What makes the chicken go?

September 27th, 2013 § 0 comments


Here’s a typical economic news in the media. This one talks about the price for whole chicken that’s been inching up for some time. A chicken seller in Bandung, West Java, offers his opinion.

"Price had actually started to come down last week to Rp30,000, but now as we’re approaching the Idul Adha (day of sacrifice) holiday it’s going up again."…

He said that increases like this are the result of manipulation by wholesalers.

In a socialistic culture, big business is always the suspect of every crime. Prices go up? It’s the wholesalers. Prices collapse? The speculators are to blame. Prices aren’t moving? Why, its because the wicked big players are fixing them.

Now prices for everything have been generally on the rise for quite a while in Rupiah terms. That’s largely due to the inflation ‘imported’ from the US with the Federal Reserve undertaking their unprecedented monetary stimulus called QE. Recently, foreign money has been flowing out due to rising interest rates in developed countries. On top of that, the government also reduced fuel subsidy this year, which exacerbated domestic inflation.

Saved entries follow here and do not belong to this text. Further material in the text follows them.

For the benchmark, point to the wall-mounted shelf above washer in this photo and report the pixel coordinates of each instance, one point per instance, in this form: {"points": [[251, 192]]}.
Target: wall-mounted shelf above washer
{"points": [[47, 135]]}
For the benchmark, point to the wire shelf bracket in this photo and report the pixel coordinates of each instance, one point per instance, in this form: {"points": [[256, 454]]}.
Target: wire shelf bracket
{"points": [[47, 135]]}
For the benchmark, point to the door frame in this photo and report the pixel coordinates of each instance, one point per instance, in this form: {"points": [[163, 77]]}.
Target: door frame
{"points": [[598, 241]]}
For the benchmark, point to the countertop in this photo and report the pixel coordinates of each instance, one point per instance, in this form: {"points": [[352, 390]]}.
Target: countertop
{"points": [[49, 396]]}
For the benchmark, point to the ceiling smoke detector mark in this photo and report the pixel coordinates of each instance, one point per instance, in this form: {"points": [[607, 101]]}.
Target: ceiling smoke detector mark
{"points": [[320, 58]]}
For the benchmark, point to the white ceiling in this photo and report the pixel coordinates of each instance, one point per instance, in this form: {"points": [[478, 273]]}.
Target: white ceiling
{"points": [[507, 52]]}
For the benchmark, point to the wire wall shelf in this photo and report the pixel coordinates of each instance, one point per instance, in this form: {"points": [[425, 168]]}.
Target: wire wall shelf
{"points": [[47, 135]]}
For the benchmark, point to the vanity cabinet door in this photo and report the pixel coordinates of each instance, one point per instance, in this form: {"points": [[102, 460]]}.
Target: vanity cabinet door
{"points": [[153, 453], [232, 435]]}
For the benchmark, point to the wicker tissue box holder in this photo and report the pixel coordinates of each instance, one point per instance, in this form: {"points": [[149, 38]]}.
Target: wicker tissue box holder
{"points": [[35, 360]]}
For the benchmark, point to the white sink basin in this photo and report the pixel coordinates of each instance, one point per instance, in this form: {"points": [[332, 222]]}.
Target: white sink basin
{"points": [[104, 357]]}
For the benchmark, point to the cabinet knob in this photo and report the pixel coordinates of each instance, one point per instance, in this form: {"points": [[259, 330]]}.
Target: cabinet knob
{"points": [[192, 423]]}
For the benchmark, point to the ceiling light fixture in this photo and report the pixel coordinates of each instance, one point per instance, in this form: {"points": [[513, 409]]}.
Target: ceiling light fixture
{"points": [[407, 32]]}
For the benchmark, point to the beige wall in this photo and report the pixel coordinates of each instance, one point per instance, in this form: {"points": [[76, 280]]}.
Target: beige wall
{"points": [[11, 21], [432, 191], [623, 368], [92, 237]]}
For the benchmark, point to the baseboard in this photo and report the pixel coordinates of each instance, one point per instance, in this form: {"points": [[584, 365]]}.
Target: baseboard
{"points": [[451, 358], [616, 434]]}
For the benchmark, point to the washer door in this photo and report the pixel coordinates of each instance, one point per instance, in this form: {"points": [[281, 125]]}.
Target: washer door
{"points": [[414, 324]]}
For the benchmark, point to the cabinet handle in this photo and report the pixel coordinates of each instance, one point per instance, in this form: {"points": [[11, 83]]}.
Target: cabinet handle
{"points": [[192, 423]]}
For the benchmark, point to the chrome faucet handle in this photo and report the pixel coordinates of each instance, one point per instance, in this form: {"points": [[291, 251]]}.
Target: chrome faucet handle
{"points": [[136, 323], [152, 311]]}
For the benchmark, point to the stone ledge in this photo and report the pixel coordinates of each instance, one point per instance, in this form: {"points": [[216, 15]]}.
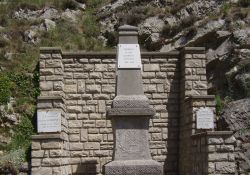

Another reason is the government’s misguided move last year to cut beef imports as part of their goal of self-sufficiency in beef. The drastic cut led to acute shortage, sending beef price to the sky and causing households to cut down on beef and opt for the next best thing, chicken. Even more amazingly, the government’s solution is not to admit that they were wrong and stop meddling with the beef trade, but to try to buy up land in Australia and tell one of the state-owned companies to operate a big-ass cattle ranch down there.

Now as the Idul Adha approaches, cattle and goat raisers are setting aside a significant portion of their animals for fattening to make them available for the day of sacrifice. This is causing even more shortage in animal protein options for consumers during these days, and the price of chicken surely has to go up to reflect that scarcity.

All these reasons should be enough to explain the rising price of chicken. But of course, it’s a more difficult story to tell than just blaming everything on some nefarious fat men controlling everything from behind the curtain.

Stories like these are always more compelling emotionally when you also describe the plight of the consumers, like the next person quoted, who buys whole chicken for her restaurant.

…That’s why Lia is hoping that the government take action to control the price of chicken.

"Last I knew the price was Rp30,000 per kilogram, but it’s gone up now."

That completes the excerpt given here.